El proceso judicial contra la familia Pujol vuelve a captar la atención de la sociedad española. El motivo es la inesperada declaración del excomisario José Manuel Villarejo, quien negó rotundamente cualquier implicación en la llamada “Operación Cataluña”. Este asunto genera debate desde hace tiempo, ya que está en juego no solo el futuro de destacados políticos, sino también la confianza en el sistema judicial del país. Según información de Ale Espanol, Villarejo insiste en que no participó en acciones dirigidas contra los independentistas catalanes ni estuvo involucrado en la filtración de datos sobre cuentas en el extranjero de la familia Pujol.

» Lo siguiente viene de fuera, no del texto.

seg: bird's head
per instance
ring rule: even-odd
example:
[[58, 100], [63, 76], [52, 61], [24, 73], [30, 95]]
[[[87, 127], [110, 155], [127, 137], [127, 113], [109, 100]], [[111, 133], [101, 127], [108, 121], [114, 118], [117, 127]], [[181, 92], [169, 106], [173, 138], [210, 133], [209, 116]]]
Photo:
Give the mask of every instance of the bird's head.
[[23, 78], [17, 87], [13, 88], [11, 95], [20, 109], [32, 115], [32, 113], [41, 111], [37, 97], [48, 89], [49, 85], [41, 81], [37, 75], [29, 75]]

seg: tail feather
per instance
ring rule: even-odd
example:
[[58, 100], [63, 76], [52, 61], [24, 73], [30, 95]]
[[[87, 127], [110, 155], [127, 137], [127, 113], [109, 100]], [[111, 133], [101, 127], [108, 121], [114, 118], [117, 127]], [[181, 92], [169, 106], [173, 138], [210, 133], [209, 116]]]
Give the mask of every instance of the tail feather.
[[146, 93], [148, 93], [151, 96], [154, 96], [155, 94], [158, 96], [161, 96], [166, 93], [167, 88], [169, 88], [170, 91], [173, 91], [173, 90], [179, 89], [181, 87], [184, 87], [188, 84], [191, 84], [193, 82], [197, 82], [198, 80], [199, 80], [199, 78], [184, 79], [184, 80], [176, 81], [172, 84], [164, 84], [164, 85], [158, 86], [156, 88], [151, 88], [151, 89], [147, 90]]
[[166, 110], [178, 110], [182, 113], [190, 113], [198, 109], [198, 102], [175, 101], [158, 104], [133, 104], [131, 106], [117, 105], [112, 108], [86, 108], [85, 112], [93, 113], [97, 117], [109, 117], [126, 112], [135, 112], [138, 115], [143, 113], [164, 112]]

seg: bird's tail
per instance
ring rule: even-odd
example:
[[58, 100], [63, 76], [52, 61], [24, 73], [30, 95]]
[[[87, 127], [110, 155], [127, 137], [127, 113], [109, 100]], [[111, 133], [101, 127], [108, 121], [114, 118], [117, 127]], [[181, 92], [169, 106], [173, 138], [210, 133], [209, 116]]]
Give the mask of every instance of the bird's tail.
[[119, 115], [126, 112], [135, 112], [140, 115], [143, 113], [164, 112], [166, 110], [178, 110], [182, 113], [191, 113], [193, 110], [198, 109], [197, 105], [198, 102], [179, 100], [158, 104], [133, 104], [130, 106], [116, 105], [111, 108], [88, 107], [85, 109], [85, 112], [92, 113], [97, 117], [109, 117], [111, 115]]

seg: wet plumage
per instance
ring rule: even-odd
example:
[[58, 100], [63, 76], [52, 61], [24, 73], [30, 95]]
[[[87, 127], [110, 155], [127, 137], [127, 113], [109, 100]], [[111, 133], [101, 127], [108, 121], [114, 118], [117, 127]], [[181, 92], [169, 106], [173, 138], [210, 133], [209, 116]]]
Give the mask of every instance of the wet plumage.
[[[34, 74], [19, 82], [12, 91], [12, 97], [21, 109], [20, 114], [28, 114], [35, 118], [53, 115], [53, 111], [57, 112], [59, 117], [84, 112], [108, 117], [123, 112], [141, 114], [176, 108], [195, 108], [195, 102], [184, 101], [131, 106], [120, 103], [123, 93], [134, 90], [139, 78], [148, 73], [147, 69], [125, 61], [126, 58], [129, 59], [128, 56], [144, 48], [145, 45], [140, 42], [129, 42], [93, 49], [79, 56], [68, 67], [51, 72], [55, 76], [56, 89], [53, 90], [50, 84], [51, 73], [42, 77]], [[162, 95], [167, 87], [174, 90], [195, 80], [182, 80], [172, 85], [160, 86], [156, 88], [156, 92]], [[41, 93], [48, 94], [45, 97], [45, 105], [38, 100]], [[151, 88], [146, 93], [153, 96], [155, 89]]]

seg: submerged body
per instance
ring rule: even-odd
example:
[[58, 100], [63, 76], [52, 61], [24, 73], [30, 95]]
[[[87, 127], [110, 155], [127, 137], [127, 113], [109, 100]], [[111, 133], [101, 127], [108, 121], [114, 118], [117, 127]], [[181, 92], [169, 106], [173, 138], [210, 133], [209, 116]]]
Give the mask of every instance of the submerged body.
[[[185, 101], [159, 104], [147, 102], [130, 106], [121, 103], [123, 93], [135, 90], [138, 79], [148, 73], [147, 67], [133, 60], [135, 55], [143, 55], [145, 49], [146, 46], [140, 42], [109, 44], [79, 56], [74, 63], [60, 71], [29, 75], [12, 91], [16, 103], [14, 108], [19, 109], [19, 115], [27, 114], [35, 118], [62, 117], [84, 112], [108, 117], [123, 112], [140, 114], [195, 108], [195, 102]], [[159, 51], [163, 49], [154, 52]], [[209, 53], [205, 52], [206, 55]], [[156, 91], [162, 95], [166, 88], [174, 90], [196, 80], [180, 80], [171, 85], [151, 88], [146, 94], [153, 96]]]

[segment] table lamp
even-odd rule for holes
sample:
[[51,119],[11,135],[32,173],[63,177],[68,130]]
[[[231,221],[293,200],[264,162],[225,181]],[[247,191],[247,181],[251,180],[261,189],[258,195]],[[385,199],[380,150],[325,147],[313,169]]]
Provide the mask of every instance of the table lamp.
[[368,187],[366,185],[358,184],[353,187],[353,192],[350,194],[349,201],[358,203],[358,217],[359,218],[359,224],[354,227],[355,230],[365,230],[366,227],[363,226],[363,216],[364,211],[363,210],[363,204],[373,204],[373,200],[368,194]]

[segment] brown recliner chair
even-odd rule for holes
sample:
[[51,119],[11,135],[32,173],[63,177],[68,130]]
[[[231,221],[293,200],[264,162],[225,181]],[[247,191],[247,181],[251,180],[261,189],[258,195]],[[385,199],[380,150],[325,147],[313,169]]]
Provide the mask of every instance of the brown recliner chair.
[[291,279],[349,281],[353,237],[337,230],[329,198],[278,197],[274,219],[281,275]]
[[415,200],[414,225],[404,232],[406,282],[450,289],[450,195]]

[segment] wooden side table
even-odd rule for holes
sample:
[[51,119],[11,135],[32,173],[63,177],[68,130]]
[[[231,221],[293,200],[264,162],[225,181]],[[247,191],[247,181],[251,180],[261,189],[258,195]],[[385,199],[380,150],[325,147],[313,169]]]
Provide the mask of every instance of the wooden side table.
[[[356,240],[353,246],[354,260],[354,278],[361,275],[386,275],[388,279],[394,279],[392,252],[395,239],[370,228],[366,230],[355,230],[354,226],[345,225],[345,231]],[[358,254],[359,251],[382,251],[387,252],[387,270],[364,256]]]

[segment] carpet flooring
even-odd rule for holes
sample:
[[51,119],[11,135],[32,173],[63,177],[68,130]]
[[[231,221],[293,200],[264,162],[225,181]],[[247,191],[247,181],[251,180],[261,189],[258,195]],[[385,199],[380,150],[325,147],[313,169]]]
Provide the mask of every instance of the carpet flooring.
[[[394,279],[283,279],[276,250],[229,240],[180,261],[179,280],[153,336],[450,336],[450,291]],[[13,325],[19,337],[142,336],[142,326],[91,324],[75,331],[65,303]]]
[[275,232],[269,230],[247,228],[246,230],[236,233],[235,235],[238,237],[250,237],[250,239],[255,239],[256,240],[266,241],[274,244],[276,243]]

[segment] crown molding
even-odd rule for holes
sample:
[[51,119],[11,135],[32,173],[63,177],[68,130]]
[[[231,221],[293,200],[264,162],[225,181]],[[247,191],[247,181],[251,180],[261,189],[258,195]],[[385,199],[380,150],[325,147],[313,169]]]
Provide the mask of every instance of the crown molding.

Durante la audiencia en la Audiencia Nacional, Villarejo fue citado como testigo. Su interrogatorio se desarrolló en un ambiente tenso: el juez José Ricardo de Prada exigió en varias ocasiones respuestas directas al excomisario, a pesar de sus intentos de eludir ciertas preguntas. Villarejo afirmó haber oído hablar de la “Operación Cataluña”, pero negó cualquier participación. Además, recalcó que desconoce quién fue el responsable de filtrar a la prensa la información sobre los fondos de los Pujol en Andorra.
Detalles judiciales
La defensa de Jordi Pujol y sus hijos sostiene que la investigación sobre sus asuntos financieros se inició por motivos políticos. Según ellos, la publicación de material comprometedor en 2014 fue resultado de la actuación de la llamada «policía patriótica», en la que, según su versión, también participó Villarejo. No obstante, el excomisario insiste en que su papel en estos hechos ha sido exagerado, y que la persona clave encargada de recopilar información fue otro policía, Marcelino Martín Blas.
Durante el interrogatorio, Villarejo mantuvo varios enfrentamientos verbales con el juez, alegando que sentía presión por parte del tribunal. También se negó a responder a algunas preguntas, argumentando que está siendo investigado en otro caso en Andorra. Por su parte, el juez exigió mantener el orden y evitar comentarios irónicos. Villarejo también intentó distanciarse de Victoria Álvarez, ex pareja de Jordi Pujol Ferrusola, quien fue la primera en denunciar posibles irregularidades en la familia Pujol.
Acusaciones cruzadas
Ese mismo día también declaró ante el tribunal el exsubdirector de la Policía, Eugenio Pino. Afirmó que Villarejo acompañó a Álvarez al interrogatorio policial. En respuesta, Villarejo cuestionó la salud mental de Pino, lo que le valió una nueva advertencia del juez. Al discutir las notas personales de Villarejo, donde se mencionaban figuras clave de la ‘Operación Cataluña’, el excomisario aseguró que sus anotaciones a menudo se malinterpretan y que en esa época él estaba centrado en cuestiones de terrorismo y viajaba a países de Oriente Medio.
Los juicios relacionados con el caso Pujol ya han dado lugar en varias ocasiones a sonados escándalos. Por ejemplo, anteriormente se generó confusión en la sala por la citación de un testigo, lo que provocó una reacción acalorada entre los presentes. Este episodio se relató en detalle en el reportaje sobre el giro inesperado en el proceso del caso Pujol.
Contexto y consecuencias
Según informa Ale Espanol, Villarejo reconoció haberse reunido con altos cargos del Ministerio del Interior, pero dijo no recordar si en esos encuentros se abordaron asuntos relacionados con la familia Pujol. Subrayó que su principal atención estaba centrada en la lucha contra el terrorismo. Mientras tanto, la defensa de los Pujol insiste en que el proceso tiene un trasfondo político y considera que la persecución responde a intentos de desacreditar el movimiento independentista catalán.
En los últimos años, España se ha enfrentado en varias ocasiones a sonados procesos judiciales en los que los motivos políticos se entrelazan con acusaciones penales. Estos juicios suelen generar una fuerte repercusión social y se convierten en tema de debate en los medios de comunicación. Basta recordar las recientes audiencias de otros conocidos políticos, donde también se plantearon dudas sobre la transparencia de las investigaciones y la posible presión sobre la Justicia. Casos como estos ponen de manifiesto lo candente que es en el país la cuestión de la confianza en las instituciones y la independencia del sistema judicial.